Unsere Patientinnen und Patienten bekommen Diagnosen und biologische Therapie wie in anderen Fächern der Medizin. Darüber hinaus benötigen unsere Patienten zusätzliche psychotherapeutische und sozialpsychiatrische Hilfen, die leider wie in anderen Fächern der Medizin oft zu kurz kommen. Unsere Diagnosen sind vielleicht weniger zeitstabil als interne oder neurologische Diagnosen und die Therapierbarkeit hängt stärker von intrapsychischen Faktoren sowohl der Kranken als auch der Behandelnden ab. Erst die Qualität und Quantität unserer Beziehungsarbeit ermöglicht valide Diagnosen und nachhaltige Therapieerfolge, die damit stark von der Personaldichte und dem Zeitaufwand aller unserer Berufsgruppen abhängen. Sowohl das neue Arbeitszeitgesetz als auch die enorm zunehmende digitalisierte Dokumentation stören gegenwärtig die Beziehung zu unseren Patientinnen und Patienten. Das Interview eines Patienten durch einen Psychiater, der dabei auf den Bildschirmarbeitsplatz blickt und Kästchen ankreuzt oder kurze Textfelder ausfüllen muss, lässt kein Gespräch mit Beziehungscharakter zu. Ohne ausreichend Zeit droht die Individualität einzelner betroffener Menschen verloren zu gehen. Unsere wunderbaren, in dieser Häufung in keinem anderen Fach zu erlebenden Begegnungen machen unser Fach einzigartig, spannend und gesellschaftspolitisch faszinierend. Als Beispiel seien die aktuellen Flüchtlingsschicksale oder Traumatisierungen von Opfern des Faschismus oder deren Kinder und Enkelkinder angeführt.

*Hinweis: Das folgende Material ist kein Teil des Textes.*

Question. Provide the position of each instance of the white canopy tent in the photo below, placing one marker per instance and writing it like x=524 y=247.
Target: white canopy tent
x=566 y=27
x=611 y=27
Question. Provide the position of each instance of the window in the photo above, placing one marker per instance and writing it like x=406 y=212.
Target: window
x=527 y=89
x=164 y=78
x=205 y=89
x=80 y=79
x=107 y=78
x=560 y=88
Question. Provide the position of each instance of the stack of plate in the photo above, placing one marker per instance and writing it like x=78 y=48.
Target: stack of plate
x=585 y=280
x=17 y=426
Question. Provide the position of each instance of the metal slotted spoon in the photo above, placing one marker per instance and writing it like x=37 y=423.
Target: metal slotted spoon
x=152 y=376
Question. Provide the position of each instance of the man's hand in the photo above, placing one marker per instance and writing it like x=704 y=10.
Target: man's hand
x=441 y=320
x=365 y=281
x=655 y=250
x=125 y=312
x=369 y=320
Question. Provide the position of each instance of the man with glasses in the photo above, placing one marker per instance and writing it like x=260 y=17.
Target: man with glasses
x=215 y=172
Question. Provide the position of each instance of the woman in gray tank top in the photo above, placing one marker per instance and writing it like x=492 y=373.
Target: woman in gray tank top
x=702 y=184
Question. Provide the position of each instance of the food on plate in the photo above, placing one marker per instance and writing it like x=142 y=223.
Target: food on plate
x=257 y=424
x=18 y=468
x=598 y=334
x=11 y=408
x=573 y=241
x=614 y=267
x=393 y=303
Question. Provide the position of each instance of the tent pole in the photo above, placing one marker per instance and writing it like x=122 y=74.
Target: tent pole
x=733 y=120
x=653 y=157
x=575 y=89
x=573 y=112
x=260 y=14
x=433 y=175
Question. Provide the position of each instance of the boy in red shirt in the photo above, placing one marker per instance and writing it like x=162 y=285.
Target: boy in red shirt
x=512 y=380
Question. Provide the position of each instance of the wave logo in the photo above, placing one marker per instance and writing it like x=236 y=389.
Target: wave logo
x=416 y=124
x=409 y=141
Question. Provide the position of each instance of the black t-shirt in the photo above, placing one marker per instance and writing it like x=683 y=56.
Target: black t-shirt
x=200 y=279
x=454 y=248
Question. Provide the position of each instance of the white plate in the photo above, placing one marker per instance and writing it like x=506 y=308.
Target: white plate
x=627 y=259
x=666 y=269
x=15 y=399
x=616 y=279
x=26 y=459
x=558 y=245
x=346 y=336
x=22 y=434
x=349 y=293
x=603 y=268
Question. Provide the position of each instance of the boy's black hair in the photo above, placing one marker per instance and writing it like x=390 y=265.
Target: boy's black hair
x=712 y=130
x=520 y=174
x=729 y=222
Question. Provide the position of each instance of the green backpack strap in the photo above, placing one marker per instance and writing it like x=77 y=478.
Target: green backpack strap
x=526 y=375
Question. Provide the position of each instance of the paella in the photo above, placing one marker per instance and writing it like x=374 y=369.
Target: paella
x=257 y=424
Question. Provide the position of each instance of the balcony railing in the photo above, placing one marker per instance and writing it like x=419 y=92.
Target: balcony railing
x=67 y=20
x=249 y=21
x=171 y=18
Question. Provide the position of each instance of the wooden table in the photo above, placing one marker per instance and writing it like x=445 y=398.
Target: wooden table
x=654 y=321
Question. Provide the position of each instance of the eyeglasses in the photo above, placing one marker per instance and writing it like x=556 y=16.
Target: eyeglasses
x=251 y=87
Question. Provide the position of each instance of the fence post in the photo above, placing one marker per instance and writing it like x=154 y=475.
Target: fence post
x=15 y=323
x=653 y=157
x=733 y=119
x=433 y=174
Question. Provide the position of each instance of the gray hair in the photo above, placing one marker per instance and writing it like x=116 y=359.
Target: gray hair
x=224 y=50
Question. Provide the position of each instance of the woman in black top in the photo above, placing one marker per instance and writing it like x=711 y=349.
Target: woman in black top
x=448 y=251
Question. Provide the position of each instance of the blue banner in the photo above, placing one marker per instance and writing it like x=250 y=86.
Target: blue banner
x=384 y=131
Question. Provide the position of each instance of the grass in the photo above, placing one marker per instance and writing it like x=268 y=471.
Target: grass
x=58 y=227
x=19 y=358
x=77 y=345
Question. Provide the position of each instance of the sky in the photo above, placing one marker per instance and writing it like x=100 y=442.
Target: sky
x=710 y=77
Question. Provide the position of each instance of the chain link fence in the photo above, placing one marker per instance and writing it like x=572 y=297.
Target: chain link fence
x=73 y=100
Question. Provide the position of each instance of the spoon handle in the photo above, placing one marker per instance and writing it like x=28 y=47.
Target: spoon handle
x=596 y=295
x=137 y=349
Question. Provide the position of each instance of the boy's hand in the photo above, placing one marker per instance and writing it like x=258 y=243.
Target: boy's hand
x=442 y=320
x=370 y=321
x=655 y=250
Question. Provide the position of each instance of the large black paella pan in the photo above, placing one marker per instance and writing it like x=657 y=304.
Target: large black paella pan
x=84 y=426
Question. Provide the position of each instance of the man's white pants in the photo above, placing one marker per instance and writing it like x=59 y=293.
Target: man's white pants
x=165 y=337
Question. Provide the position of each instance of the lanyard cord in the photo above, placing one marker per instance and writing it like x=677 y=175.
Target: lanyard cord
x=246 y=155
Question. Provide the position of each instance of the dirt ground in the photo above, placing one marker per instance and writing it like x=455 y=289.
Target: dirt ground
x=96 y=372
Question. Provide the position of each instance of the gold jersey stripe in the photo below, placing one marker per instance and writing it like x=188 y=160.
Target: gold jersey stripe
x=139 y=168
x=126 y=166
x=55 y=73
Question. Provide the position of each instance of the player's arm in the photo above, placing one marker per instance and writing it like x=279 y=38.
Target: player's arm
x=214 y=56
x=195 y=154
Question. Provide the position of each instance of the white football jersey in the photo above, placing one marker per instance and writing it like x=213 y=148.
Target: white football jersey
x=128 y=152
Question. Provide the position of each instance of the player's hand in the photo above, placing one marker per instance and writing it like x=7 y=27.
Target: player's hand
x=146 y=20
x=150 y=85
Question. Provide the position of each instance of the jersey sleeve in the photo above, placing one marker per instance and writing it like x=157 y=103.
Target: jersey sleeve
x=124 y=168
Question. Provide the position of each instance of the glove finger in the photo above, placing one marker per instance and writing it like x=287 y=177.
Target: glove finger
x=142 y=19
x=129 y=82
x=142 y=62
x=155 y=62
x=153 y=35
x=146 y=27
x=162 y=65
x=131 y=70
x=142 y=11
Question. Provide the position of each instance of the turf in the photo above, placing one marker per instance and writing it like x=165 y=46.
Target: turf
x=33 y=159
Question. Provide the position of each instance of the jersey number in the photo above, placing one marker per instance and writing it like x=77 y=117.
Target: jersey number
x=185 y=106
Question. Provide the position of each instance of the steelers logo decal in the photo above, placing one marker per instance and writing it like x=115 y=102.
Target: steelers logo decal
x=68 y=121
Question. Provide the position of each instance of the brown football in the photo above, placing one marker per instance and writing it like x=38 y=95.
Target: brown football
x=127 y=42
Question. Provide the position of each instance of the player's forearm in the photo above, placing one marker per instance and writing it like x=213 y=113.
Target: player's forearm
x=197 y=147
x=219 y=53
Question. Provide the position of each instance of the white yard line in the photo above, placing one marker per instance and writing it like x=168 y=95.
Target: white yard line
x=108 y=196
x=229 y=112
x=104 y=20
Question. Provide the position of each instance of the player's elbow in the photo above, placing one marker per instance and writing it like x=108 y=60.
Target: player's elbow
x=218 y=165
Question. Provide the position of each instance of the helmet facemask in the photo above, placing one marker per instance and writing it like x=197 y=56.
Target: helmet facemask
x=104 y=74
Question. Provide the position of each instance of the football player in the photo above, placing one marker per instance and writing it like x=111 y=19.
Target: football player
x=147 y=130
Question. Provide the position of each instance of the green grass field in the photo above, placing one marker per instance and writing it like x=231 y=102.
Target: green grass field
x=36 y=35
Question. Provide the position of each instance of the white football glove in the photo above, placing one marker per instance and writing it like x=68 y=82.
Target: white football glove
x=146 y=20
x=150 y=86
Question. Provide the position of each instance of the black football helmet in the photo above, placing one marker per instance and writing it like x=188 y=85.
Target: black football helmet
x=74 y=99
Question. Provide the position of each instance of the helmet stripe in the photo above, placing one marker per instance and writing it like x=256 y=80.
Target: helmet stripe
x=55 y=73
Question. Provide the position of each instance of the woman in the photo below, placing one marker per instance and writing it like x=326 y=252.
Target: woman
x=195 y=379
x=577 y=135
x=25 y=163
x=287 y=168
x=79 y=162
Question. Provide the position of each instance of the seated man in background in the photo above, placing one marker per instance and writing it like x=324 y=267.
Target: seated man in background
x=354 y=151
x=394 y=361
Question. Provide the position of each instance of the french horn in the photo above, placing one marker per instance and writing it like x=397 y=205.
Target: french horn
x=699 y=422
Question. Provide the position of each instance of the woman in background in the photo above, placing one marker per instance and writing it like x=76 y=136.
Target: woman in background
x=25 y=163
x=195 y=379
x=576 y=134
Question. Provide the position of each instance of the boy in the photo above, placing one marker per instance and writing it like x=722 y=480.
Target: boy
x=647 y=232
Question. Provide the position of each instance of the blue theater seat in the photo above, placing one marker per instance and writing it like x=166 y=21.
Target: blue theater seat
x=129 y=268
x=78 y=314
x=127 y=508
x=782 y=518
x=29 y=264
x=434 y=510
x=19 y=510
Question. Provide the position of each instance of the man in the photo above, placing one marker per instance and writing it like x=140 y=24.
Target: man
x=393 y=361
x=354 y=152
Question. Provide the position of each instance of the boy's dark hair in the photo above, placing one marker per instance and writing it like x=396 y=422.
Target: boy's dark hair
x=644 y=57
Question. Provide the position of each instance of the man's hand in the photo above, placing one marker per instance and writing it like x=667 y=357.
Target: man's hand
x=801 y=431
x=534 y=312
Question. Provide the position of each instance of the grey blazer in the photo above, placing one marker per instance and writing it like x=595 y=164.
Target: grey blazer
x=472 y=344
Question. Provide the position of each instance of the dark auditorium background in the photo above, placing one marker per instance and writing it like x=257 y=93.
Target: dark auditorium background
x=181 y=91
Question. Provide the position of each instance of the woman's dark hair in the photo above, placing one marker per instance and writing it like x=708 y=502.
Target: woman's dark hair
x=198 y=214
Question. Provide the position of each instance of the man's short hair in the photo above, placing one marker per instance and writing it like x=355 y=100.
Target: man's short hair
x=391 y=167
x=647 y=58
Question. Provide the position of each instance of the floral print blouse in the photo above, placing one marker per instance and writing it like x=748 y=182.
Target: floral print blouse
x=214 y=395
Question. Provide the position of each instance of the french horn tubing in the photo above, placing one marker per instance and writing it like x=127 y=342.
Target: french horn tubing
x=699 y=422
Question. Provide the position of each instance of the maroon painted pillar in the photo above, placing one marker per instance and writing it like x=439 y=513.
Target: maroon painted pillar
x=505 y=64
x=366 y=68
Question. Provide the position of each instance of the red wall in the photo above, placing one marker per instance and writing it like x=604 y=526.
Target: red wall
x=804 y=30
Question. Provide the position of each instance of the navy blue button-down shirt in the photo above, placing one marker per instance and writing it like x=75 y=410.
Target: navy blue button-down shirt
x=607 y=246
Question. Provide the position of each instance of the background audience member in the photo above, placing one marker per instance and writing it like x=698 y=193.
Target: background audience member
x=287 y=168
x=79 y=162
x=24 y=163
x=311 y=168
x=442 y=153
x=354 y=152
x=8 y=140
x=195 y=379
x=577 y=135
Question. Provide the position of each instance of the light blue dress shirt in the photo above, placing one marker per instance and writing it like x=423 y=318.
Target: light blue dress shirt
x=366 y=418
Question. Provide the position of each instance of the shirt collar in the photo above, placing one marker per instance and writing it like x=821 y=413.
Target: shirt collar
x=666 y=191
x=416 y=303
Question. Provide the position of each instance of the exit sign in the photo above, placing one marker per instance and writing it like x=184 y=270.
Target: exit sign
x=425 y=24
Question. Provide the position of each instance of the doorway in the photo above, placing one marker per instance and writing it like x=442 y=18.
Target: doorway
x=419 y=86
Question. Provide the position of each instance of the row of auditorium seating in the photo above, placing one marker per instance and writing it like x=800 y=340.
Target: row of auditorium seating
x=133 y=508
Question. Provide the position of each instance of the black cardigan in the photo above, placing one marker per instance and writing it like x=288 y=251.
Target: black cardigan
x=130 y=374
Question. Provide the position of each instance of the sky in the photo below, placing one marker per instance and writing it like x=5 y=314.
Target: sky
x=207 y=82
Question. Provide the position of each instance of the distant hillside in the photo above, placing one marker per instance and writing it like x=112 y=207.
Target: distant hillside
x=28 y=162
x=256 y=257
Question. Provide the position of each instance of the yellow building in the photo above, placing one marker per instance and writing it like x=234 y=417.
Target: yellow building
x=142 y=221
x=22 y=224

Weiterentwicklung gefordert

Wir sollten uns bemühen, dieses spannende Fach der Psychiatrie und medizinischen Psychotherapie in alle Richtungen weiterzuentwickeln und es vor Vereinfachungen in alle Richtungen zu schützen. Solche Vereinfachungen sind sowohl rein biologistische Ansätze (z. B. ausschließliche Psychopharmakotherapie), aber genauso psychotherapeutischer Autismus mit Ablehnung psychiatrischer Diagnosen und Vernachlässigung biologischer Therapien oder auch die reine Versorgungspsychiatrie zur „Versorgung sogenannter psychiatrischer Fälle“ mit zu geringen nachhaltigen therapeutischen Bemühungen.

Ein Blick zurück

Ich habe mit viel Engagement die letzten zehn Jahre versucht, lebendige und lehrreiche Kasuistiken zu fördern, um die Schönheit und Faszination unseres Fachs darzustellen und so die nach H.G. Zapotoczky als Chief-Editor übernommene Zeitschrift psychopraxis.neuropraxis weiterzuentwickeln.

Ich bin tief überzeugt, dass die neuen Chef-Herausgeber Prim. Univ.-Prof. Dr. Martin Aigner für die Psychiatrie und Prim. Univ.-Prof. Dr. Peter Kapeller für die Neurologie diesen Weg mit ihrem Fachwissen, ihrer Begeisterung und ihren Persönlichkeiten erfolgreich weiterführen werden.